You need to reconnect more with these people and strengthen your bond with them. These people have a pivotal role to play in providing your life with balance and bliss, and you should open your eyes to this reality.
14. Speak positive words to yourself
To deal with intrusive rumination thoughts, you need to be kinder to yourself. Always speak positively to yourself to boost your morale, mood, and self-esteem. One of the reasons why some people find it hard to let go is because they feel that they are not enough.
Coach Christiana Njoku states,
To stop ruminating after a breakup, you need to rebuild your confidence and reassure yourself with positive words of affirmation that you are more than enough.
When they experience breakups, it looks like a huge chunk of their life has been taken away. However, with positive words of affirmation, you can remind yourself of the potential you carry, which will help you stop ruminating after breakups.
Watch this video to learn about the impact of positive self-talk on individuals:
15. Set new goals
After a breakup, you are solely responsible for planning and achieving your goal without the influence of another person. Setting new goals will help you look forward to the future and ignite the excitement that comes with the prospects of achieving them.
Ensure you remind yourself not to keep looking back at the past. Even if you have some interesting memories, be positive that the future holds more fascinating times for you.
Related Reading: How to Get Over a Breakup: 25 Ways to Move On
16. Make a new friend
While you are trying how to stop ruminating after a breakup, you should try talking to someone new. It is not advisable to enter into a new relationship immediately because you need sufficient time to heal.
However, it would not hurt to meet someone new and talk with them. The primary goal is to broaden your scope about life generally and remind yourself that you need other forms of relationships to survive.
17. Let go of the resentment
You might be holding a grudge against your partner because of what they did to you. If you keep holding on to what they did, you might never be able to stop ruminating on what happened.
Christiana Njoku highlights,
Now that the relationship has ended, for your sanity and peace of mind, let go of any form of resentment as a way to stop ruminating over the breakup.
Being resentful would also prevent you from having a clear head because your mind will keep going back to what happened.
18. Establish some boundaries
After leaving the relationship, you need to put some boundaries to avoid making some mistakes again. These boundaries are lessons from your past relationships that you don’t want to repeat. For instance, when you are ready to search for a new partner, you will know the qualities and features to look out for.

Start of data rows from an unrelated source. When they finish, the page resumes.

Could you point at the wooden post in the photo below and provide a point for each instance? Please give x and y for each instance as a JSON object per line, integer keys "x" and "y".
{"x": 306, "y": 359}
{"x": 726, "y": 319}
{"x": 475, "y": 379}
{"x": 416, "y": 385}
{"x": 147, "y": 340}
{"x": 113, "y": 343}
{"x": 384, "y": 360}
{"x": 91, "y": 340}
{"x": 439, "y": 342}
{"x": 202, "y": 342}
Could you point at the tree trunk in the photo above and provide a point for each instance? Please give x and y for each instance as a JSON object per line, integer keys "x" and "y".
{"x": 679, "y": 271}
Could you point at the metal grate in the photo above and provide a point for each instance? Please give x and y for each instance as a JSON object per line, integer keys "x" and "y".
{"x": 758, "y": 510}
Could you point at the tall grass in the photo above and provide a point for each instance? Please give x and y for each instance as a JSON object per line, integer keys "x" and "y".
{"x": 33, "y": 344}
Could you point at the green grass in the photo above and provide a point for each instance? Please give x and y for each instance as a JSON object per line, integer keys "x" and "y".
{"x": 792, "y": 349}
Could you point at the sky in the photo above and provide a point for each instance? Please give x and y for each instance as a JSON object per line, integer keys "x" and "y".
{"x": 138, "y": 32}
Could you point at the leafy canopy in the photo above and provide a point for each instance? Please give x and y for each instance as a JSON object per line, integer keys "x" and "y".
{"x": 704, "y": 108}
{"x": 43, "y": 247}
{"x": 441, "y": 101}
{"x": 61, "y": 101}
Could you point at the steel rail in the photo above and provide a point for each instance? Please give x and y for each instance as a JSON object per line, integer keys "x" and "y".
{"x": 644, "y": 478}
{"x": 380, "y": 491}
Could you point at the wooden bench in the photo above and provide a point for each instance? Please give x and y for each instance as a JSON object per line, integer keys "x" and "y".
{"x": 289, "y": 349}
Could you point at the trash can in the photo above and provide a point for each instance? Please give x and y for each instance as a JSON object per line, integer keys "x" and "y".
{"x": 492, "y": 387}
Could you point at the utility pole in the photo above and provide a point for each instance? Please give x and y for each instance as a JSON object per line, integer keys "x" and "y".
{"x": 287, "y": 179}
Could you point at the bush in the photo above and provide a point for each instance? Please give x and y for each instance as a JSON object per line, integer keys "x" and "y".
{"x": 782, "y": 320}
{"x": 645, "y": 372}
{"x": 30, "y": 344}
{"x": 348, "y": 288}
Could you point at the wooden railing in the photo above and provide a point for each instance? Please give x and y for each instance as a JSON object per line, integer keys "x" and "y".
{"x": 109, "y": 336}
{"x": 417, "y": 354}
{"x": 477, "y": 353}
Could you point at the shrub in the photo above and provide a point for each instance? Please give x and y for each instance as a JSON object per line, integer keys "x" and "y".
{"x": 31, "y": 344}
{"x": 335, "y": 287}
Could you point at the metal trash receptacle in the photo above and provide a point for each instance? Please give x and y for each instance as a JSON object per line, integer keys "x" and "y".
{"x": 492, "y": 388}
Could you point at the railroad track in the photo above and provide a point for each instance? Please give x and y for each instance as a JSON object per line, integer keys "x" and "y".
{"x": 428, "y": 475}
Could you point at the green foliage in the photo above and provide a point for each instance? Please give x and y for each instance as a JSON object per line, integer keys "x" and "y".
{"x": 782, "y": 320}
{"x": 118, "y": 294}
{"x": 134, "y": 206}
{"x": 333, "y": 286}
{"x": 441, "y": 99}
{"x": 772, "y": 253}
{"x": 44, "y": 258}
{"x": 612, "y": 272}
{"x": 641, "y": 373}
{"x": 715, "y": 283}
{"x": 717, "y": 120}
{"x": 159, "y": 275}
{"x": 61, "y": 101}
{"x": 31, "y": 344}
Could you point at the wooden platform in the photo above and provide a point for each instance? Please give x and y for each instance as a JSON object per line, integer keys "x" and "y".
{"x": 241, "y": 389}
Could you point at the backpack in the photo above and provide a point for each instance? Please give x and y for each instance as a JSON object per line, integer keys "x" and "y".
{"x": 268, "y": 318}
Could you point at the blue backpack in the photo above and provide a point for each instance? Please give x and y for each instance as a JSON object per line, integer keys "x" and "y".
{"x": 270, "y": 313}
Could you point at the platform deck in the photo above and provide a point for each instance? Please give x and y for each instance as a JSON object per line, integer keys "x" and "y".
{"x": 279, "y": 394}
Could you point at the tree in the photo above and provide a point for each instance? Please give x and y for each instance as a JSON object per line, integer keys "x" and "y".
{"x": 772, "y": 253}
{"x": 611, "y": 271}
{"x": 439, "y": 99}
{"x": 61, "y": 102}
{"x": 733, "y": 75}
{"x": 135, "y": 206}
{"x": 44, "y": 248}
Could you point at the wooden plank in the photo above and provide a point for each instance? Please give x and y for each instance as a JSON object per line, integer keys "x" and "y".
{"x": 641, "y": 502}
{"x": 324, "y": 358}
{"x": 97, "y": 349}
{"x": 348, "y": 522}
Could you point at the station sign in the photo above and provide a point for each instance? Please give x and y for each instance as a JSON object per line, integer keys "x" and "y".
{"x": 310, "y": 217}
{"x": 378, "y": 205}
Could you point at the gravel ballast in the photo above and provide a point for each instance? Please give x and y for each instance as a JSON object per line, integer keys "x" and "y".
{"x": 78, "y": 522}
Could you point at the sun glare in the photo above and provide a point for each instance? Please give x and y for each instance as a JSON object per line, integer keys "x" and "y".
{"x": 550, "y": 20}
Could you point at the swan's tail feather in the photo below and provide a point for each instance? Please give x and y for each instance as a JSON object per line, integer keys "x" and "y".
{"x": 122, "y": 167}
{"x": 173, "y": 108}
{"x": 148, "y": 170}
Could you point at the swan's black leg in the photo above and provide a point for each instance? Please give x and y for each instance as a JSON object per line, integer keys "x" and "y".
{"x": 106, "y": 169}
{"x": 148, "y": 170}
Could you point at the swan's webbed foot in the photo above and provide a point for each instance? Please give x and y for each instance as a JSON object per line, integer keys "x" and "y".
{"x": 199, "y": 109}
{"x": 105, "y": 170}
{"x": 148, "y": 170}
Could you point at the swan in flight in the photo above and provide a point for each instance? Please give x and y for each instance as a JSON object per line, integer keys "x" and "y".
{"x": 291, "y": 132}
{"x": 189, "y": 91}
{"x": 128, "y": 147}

Related Reading: Why Setting and Maintaining Healthy Boundaries in Dating Is Important
19. Don’t put too much pressure on yourself
Another way to learn how to stop ruminating after a breakup is to avoid expecting too much from yourself. You need to practice self-care to protect your emotional and mental health.
When you don’t put too much pressure on yourself, you will be able to take one day, each step at a time.
20. See a therapist
The role of a therapist is often underrated because people don’t feel comfortable discussing their issues with someone they are unfamiliar with. A therapist can teach you some effective tips on how to stop ruminating and go on with your life.
Relationship Expert Susan J. Elliott, in her book ‘Getting Past Your Breakup,’ is an eye-opener for anyone who wants to turn their devastating loss into the best thing that happened to them. This book contains proven plans to overcome the painful end of any relationship.
Conclusion
Accepting the reality of a breakup is challenging, but you need this to move on with your life. You can explore the tips mentioned in this article on how to stop ruminating after a breakup. Feel free to seek help from your support system to help you heal from the pain.